Ce décalage n’est pas nouveau. Il s’inscrit dans une histoire longue, celle d’un rapport colonial jamais totalement déconstruit. Comme le montre Françoise Vergès dans Un féminisme décolonial (2019), le colonialisme ne relève pas seulement du passé : il continue de structurer les rapports de pouvoir contemporains et les politiques publiques. Autrement dit : la domination ne disparaît pas, elle se transforme. 

Prenons l’exemple du chlordécone. Ce pesticide utilisé massivement dans les bananeraies de Guadeloupe et de Martinique entre 1972 et 1993 a contaminé durablement les sols, l’eau et les corps. Classé cancérogène probable dès 1979 par l’OMS, il a pourtant continué à être autorisé pendant des années, notamment grâce à des dérogations accordées par l’État français. Dans la population générale, le chlordécone a été détecté chez plus de 90 % des individus.

En janvier 2023, la justice française a prononcé un non-lieu dans ce dossier, estimant notamment que les faits étaient prescrits. Une décision vécue comme un déni de justice par de nombreuses associations et habitant·es. Comment ne pas y voir une forme de traitement différencié, voire de mépris institutionnel ? 

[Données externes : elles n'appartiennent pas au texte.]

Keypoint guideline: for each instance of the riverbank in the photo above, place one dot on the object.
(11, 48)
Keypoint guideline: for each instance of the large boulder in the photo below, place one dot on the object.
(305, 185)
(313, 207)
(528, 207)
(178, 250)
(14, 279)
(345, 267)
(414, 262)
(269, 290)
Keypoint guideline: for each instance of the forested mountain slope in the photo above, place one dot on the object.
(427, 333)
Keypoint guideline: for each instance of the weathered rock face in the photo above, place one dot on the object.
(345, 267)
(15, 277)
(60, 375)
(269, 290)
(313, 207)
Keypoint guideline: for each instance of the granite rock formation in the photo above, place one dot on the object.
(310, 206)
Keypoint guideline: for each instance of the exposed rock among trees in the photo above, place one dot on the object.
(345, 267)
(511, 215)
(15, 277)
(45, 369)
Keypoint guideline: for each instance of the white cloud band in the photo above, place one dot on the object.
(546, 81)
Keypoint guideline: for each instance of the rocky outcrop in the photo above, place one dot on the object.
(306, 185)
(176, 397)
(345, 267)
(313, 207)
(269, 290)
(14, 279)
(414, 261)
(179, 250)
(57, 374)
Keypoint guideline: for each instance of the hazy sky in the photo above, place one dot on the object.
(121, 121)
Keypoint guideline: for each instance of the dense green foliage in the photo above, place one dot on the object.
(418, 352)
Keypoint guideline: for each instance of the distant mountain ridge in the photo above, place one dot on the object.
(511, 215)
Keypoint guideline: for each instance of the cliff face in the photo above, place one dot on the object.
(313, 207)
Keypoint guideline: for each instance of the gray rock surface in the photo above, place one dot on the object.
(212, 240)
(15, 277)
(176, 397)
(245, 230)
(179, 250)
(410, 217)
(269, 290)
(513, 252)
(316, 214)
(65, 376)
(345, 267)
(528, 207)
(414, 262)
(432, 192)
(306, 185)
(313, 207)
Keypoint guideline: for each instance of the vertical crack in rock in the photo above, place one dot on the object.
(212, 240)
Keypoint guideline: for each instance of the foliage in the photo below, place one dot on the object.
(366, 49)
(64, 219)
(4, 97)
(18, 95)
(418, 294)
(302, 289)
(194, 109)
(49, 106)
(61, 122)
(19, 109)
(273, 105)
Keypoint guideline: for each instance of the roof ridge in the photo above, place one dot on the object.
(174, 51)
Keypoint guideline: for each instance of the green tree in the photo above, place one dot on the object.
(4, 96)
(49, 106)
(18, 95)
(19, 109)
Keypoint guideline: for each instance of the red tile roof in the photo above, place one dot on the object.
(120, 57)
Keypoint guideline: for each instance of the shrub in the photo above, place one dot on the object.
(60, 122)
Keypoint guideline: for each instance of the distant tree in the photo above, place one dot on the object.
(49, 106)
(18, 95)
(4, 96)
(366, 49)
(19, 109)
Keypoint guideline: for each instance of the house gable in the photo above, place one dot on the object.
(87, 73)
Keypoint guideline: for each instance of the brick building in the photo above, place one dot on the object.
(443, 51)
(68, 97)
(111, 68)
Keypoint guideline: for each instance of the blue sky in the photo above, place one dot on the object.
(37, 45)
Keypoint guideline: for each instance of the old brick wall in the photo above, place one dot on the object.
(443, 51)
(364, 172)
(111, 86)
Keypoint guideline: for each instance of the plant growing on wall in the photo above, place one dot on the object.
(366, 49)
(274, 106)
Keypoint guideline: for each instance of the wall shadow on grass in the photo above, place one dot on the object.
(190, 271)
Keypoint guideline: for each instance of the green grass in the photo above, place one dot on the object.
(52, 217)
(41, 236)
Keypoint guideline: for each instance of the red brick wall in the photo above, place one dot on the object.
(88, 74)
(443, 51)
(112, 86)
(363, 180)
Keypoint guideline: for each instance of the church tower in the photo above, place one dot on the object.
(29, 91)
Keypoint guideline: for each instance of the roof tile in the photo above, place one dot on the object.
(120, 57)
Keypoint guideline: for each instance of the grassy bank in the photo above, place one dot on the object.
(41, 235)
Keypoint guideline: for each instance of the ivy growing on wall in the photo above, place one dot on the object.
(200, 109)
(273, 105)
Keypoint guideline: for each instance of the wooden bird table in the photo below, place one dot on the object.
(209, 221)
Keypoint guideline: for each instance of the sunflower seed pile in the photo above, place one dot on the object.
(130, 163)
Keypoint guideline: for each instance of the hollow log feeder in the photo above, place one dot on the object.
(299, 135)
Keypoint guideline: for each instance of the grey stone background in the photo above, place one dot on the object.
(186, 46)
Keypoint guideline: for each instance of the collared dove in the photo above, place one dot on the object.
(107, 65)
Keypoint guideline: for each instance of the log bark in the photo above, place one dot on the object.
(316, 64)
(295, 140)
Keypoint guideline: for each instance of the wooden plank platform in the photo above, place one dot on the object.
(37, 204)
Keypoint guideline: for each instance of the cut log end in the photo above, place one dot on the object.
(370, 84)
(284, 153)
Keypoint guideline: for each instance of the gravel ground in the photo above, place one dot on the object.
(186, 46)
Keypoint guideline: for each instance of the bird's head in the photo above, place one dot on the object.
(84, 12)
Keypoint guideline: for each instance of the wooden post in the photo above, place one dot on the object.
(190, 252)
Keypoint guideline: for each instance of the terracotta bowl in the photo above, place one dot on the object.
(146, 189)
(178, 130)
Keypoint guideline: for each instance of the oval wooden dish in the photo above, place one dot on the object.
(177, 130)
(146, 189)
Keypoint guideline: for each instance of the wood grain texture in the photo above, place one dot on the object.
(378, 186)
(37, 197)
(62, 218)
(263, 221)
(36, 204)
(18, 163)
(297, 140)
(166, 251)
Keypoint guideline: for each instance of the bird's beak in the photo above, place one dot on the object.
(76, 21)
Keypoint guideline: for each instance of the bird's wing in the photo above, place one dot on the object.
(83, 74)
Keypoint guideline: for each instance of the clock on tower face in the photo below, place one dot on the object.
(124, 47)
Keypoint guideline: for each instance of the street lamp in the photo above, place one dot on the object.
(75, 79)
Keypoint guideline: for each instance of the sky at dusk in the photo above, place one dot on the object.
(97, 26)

Mais le chlordécone n’est pas un cas isolé. Les territoires d’outre-mer sont régulièrement des espaces d’expérimentation politique, policière ou administrative. En Guyane, les opérations militaires contre l’orpaillage illégal s’accompagnent de dispositifs sécuritaires renforcés. À Mayotte, les politiques migratoires prennent une forme particulièrement brutale, avec des expulsions massives et des conditions de vie indignes dénoncées par de nombreuses ONG.  

Lors de la crise sanitaire du Covid-19, certains territoires ultramarins ont également été soumis à des mesures plus strictes, parfois plus longues, avec des restrictions de circulation renforcées. Là encore, la question se pose : ces territoires sont-ils protégés… ou contrôlés ?

Cette logique de “protection différenciée” traverse de nombreuses politiques publiques. Accès aux soins, infrastructures, éducation, justice : les inégalités entre l’hexagone et les outre-mer sont documentées depuis des années. Selon l’INSEE, les taux de pauvreté y sont nettement plus élevés, atteignant par exemple 53 % en Guyane et 42 % à Mayotte, contre environ 14 % dans l'hexagone. 

Et comme souvent, ces inégalités ont un visage : celui des femmes.

Dans les territoires ultramarins, les femmes sont en première ligne des violences sociales, économiques et sanitaires. Elles sont plus exposées à la précarité, aux violences sexuelles et sexistes, aux difficultés d’accès aux soins, notamment en matière de santé reproductive. En Guadeloupe et en Martinique, l’exposition au chlordécone est également suspectée d’avoir des effets sur les grossesses et la fertilité. 

Une approche féministe et intersectionnelle permet de comprendre que ces inégalités ne s’additionnent pas simplement : elles se renforcent. Être une femme, dans un territoire ultramarin, souvent racisée, parfois isolée géographiquement, c’est cumuler des formes de vulnérabilité produites par des choix politiques. 

Et pourtant, ces territoires sont aussi des lieux de résistances. Mobilisations contre le chlordécone, luttes sociales en Guadeloupe, mouvements féministes en Guyane ou à La Réunion : les habitantes et habitants ne cessent de dénoncer ces injustices et de réclamer une égalité réelle, pas seulement formelle.

Alors la question mérite d’être posée, frontalement : les outre-mer ont-ils vraiment les mêmes droits que l’hexagone ? 

Une chose est sûre, tant que ces territoires continueront d’être pensés comme des périphéries  des espaces où l’on peut tester, adapter, différer… il sera difficile de parler d’égalité. Car l’égalité ne se mesure pas seulement dans les textes. Elle se mesure dans les vies.